Markov Decision Processes
Read everything below carefully!
Why?
In some sense, we have spent the semester thinking about machine learning techniques for various forms of function approximation. It’s now time to think about using what we’ve learned in order to allow an agent of some kind to act in the world more directly. This assignment asks you to consider the application of some of the techniques we’ve learned from reinforcement learning to make decisions.
The same ground rules apply for programming languages as with the previous assignments.
The Problems Given to You
You are being asked to explore Markov Decision Processes (MDPs):
Come up with two interesting MDPs. Explain why they are interesting. They don’t need to be overly complicated or directly grounded in a real situation, but it will be worthwhile if your MDPs are inspired by some process you are interested in or are familiar with. It’s ok to keep it somewhat simple. For the purposes of this assignment, though, make sure one has a “small” number of states, and the other has a “large” number of states. I’m not going to go into detail about what large is, but 200 is not large. Furthermore, because I like variety no more than one of the MDPs you choose should be a so-called grid world problem.

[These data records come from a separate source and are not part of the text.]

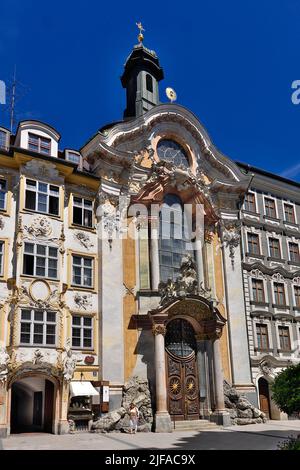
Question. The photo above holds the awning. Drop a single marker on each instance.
(78, 389)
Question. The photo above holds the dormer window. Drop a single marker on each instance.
(39, 144)
(73, 157)
(42, 197)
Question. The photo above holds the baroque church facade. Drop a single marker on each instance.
(92, 291)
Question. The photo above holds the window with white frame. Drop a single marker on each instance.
(270, 207)
(3, 194)
(294, 252)
(289, 213)
(73, 157)
(82, 271)
(82, 211)
(1, 257)
(284, 338)
(297, 296)
(258, 293)
(42, 197)
(279, 293)
(82, 332)
(38, 327)
(3, 139)
(39, 144)
(250, 204)
(274, 248)
(40, 260)
(253, 243)
(262, 337)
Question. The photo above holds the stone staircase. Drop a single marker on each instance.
(194, 425)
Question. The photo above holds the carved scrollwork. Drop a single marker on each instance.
(231, 237)
(159, 329)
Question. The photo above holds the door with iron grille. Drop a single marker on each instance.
(182, 374)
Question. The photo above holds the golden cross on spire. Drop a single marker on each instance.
(140, 36)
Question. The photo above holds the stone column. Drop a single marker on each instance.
(199, 262)
(203, 378)
(63, 425)
(162, 419)
(220, 415)
(4, 426)
(154, 255)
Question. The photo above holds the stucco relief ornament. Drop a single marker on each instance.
(40, 227)
(84, 239)
(185, 284)
(231, 238)
(37, 357)
(4, 361)
(266, 368)
(69, 362)
(83, 301)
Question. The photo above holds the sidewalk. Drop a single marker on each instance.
(251, 437)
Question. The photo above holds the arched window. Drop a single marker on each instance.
(172, 239)
(149, 83)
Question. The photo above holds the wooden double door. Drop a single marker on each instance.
(182, 371)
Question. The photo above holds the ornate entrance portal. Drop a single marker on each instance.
(182, 376)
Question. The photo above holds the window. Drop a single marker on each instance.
(274, 247)
(294, 252)
(262, 337)
(74, 157)
(82, 271)
(82, 331)
(270, 207)
(42, 197)
(172, 243)
(3, 194)
(39, 144)
(38, 327)
(40, 260)
(149, 83)
(82, 212)
(297, 295)
(279, 294)
(284, 338)
(3, 140)
(289, 214)
(1, 257)
(253, 243)
(258, 290)
(250, 202)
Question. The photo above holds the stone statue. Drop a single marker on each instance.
(69, 363)
(4, 360)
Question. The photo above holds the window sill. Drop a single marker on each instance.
(30, 211)
(259, 304)
(245, 211)
(255, 255)
(272, 219)
(285, 307)
(263, 350)
(277, 260)
(82, 288)
(294, 263)
(82, 227)
(40, 278)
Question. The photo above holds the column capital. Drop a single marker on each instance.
(159, 329)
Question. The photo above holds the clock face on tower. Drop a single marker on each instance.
(171, 151)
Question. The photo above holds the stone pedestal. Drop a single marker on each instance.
(162, 419)
(220, 415)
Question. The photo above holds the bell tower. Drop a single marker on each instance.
(141, 76)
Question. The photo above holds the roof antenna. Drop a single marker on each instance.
(13, 100)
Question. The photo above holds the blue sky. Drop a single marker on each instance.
(232, 63)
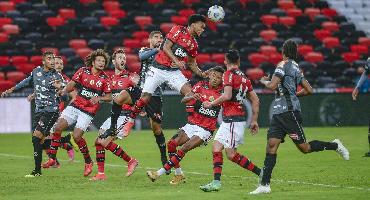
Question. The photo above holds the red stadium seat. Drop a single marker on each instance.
(312, 12)
(267, 49)
(5, 20)
(255, 73)
(287, 21)
(303, 49)
(118, 14)
(132, 43)
(321, 34)
(331, 42)
(286, 4)
(4, 85)
(83, 52)
(218, 58)
(55, 21)
(77, 43)
(36, 60)
(166, 27)
(268, 20)
(350, 57)
(364, 41)
(15, 76)
(109, 21)
(268, 35)
(26, 68)
(67, 13)
(140, 35)
(186, 12)
(329, 12)
(143, 21)
(11, 29)
(295, 12)
(257, 58)
(19, 60)
(203, 58)
(330, 26)
(181, 20)
(4, 37)
(6, 6)
(4, 61)
(360, 49)
(314, 57)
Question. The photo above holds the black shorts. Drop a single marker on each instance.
(44, 121)
(154, 109)
(287, 123)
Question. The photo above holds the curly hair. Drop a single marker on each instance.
(89, 59)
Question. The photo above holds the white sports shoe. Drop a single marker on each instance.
(262, 189)
(341, 150)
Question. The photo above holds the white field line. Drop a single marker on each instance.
(207, 174)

Solve each MDP using value iteration as well as policy iteration. How many iterations does it take to converge? Which one converges faster? Why? How did you choose to define convergence? Do they converge to the same answer? How did the number of states affect things, if at all?
Now pick your favorite reinforcement learning algorithm and use it to solve the two MDPs. How does it perform, especially in comparison to the cases above where you knew the model, rewards, and so on? What exploration strategies did you choose? Did some work better than others?
Coding Resources
The algorithms used in this assignment are relatively easy to implement. Existing implementations are easy to find too, below is just one example.

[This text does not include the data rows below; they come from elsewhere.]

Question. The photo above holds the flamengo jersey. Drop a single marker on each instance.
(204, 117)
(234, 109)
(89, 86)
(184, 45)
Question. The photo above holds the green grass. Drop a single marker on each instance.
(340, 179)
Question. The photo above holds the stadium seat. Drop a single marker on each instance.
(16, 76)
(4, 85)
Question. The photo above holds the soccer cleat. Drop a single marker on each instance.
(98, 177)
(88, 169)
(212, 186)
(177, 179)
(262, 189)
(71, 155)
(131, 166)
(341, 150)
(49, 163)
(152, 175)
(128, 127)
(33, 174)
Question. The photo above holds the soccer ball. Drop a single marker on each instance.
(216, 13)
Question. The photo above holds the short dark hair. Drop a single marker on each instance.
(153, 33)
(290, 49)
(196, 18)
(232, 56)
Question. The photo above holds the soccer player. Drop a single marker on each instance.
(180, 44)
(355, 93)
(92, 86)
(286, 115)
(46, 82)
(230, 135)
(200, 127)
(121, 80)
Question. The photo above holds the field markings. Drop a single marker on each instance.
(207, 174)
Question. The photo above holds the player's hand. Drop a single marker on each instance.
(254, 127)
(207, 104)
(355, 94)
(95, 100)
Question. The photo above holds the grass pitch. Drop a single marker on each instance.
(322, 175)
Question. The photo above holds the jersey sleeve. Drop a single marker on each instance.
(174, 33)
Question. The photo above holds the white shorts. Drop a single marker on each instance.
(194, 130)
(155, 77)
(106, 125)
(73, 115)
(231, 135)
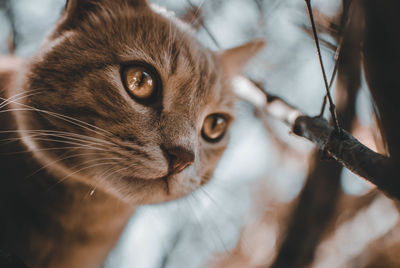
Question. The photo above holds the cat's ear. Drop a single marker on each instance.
(235, 59)
(77, 10)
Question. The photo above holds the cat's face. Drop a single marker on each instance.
(148, 107)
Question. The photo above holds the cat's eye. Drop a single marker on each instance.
(141, 83)
(214, 127)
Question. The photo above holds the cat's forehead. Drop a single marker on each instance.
(191, 73)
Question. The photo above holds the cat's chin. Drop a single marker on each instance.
(137, 191)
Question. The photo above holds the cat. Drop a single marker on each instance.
(120, 107)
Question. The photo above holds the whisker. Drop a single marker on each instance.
(77, 171)
(59, 160)
(18, 97)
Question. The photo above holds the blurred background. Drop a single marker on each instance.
(274, 201)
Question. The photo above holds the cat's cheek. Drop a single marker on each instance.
(184, 183)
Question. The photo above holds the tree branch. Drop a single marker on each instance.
(343, 147)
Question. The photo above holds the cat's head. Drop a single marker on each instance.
(129, 101)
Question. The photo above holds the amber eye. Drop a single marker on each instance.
(140, 82)
(214, 127)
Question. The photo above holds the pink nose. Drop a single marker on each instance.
(180, 158)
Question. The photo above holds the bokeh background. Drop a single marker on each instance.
(241, 217)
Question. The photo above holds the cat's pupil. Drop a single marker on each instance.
(139, 82)
(214, 127)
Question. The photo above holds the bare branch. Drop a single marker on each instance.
(343, 147)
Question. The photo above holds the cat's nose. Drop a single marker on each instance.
(179, 158)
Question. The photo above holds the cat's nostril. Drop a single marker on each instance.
(179, 158)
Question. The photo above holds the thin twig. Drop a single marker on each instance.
(331, 103)
(345, 22)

Brown-UMBC Reinforcement Learning and Planning (BURLAP) java code library (Links to an external site.)
What to Turn In
You must submit:
a file named README.txt that contains instructions for running your code
your code (link only in the README.txt)
a file named yourgtaccount-analysis.pdf that contains your writeup.
The file yourgtaccount-analysis.pdf should contain:
A description of your MDPs and why they are interesting.
A discussion of your experiments.
Note: Analysis writeup is limited to 10 pages total.